Now looking at the 5700 XT comparison at 1440p, we find that performance is a tie overall, which is probably more impressive for the Radeon GPU given it was quite a bit cheaper, though it did arrive two years later, so that's to be expected even in today's GPU market.
It's also worth noting that last year we compared the GTX 1080 Ti and 5700 XT in 35 games at 1440p and found that the GeForce GPU was 6% faster on average. Of course, we used a different game sample and many of the newly released games where the GTX 1080 Ti didn't fare all that well weren't included back then.
Purely from a performance standpoint, five years on and the GTX 1080 Ti is still going strong. Maybe if you snapped one up for $700 back in 2017 because you demanded the best, there's a good chance you've since moved on. Probably not to Turing, as the RTX 2080 / 2070 Super delivered a similar level of performance for similar money, but we recon many would have been tempted by Ampere, should they have been lucky enough in the last 2 years to find an RTX 3080 at or near the MSRP.

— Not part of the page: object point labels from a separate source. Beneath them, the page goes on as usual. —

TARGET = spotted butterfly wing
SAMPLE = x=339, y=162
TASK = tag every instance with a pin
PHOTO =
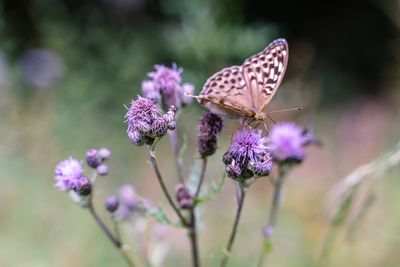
x=243, y=91
x=264, y=72
x=225, y=93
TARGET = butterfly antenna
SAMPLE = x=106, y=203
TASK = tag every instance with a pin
x=193, y=96
x=285, y=110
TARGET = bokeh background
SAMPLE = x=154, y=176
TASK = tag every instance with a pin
x=67, y=67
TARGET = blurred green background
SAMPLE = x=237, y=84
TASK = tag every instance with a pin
x=67, y=67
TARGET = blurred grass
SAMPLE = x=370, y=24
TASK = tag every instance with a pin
x=105, y=64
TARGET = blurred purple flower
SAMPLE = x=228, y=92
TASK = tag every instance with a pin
x=111, y=204
x=209, y=127
x=93, y=158
x=104, y=153
x=247, y=155
x=287, y=142
x=145, y=121
x=102, y=169
x=186, y=92
x=41, y=67
x=82, y=186
x=268, y=231
x=67, y=173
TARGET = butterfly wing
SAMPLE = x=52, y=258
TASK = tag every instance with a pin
x=264, y=72
x=225, y=93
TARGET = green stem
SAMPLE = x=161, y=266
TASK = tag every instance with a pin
x=273, y=214
x=163, y=186
x=228, y=248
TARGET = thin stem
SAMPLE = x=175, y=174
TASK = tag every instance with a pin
x=163, y=186
x=176, y=147
x=122, y=248
x=235, y=226
x=273, y=214
x=193, y=238
x=105, y=229
x=193, y=225
x=202, y=174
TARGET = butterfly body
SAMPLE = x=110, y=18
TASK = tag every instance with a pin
x=244, y=91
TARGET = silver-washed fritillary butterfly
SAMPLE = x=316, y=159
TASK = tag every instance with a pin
x=244, y=91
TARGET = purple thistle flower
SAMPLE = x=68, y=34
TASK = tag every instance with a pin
x=287, y=142
x=150, y=91
x=104, y=153
x=246, y=145
x=209, y=126
x=102, y=169
x=233, y=171
x=247, y=155
x=82, y=186
x=145, y=121
x=92, y=158
x=166, y=79
x=111, y=204
x=170, y=118
x=136, y=138
x=67, y=172
x=166, y=85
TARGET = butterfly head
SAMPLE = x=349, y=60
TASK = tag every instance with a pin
x=261, y=116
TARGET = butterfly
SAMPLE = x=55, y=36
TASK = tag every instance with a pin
x=244, y=91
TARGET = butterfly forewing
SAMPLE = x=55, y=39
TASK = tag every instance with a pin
x=244, y=91
x=226, y=92
x=264, y=72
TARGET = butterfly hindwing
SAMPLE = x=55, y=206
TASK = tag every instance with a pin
x=264, y=72
x=226, y=92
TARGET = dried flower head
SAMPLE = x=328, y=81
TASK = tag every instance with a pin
x=209, y=126
x=287, y=142
x=67, y=173
x=247, y=155
x=93, y=158
x=166, y=86
x=183, y=196
x=145, y=121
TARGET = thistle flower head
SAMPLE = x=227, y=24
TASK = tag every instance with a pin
x=102, y=169
x=82, y=186
x=67, y=173
x=93, y=158
x=150, y=91
x=247, y=155
x=166, y=86
x=209, y=126
x=145, y=121
x=287, y=142
x=111, y=204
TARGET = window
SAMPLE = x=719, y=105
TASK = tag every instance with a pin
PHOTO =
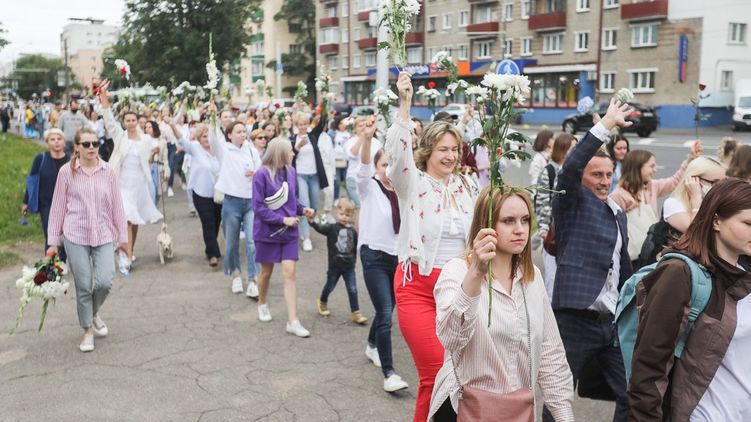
x=581, y=41
x=726, y=80
x=482, y=50
x=329, y=36
x=609, y=38
x=463, y=18
x=607, y=82
x=508, y=12
x=484, y=14
x=447, y=21
x=414, y=55
x=463, y=52
x=643, y=80
x=552, y=43
x=370, y=58
x=526, y=46
x=644, y=35
x=737, y=33
x=508, y=48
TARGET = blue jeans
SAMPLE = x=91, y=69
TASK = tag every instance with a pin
x=332, y=277
x=235, y=211
x=378, y=270
x=310, y=191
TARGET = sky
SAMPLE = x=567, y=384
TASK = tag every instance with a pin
x=34, y=26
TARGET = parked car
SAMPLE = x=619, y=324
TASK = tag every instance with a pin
x=644, y=119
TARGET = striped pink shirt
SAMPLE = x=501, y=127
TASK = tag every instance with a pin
x=496, y=359
x=87, y=208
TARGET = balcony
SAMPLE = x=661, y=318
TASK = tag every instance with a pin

Upon release, the RTX 3080 was almost 60% faster than the GTX 1080 Ti at 1440p and almost 80% faster at 4K, which is a massive upgrade for those holding out. As we've mentioned before though, right now we don't recommend buying a high-end GPU with next gen models just around the corner.
As we just saw, the GTX 1080 Ti is comparable to the RTX 3060 in terms of performance, and given the mid-range Ampere GPU retails for around $380 right now, the GTX 1080 Ti was 84% more expensive, though keep in mind the 3060 is meant to cost $330.
Not too bad in terms of GPU progress when you look at it that way. The Radeon 5700 XT which is also comparable to the RTX 3060 and GTX 1080 Ti in terms of performance sold for $400 back in 2019, so that's a bit of a buzzkill for the RTX 3060.
The Radeon RX 6600 XT is ~$40 less than the RTX 3060 and offers comparable performance, so our advice for the past few months has been to either hold out for next gen GPUs. If you're more of a budget shopper, snap up a Radeon 6600 non-XT for just $260. At that price, the XT version is a little over 30% more expensive and on average only delivers around 15% more performance, so the RX 6600 is the value king in our opinion.
It also means you're getting within 15% of the GTX 1080 Ti for under half of what you'd have paid back in 2017, which is not bad at all.
A few years after release, it's good to see the GTX 1080 Ti is still going strong. It is showing some signs of dropping off in newer titles, though performance remains acceptable. It's also nice to see how newer GPUs can deliver a similar level of performance for considerably less money. We always love to see that.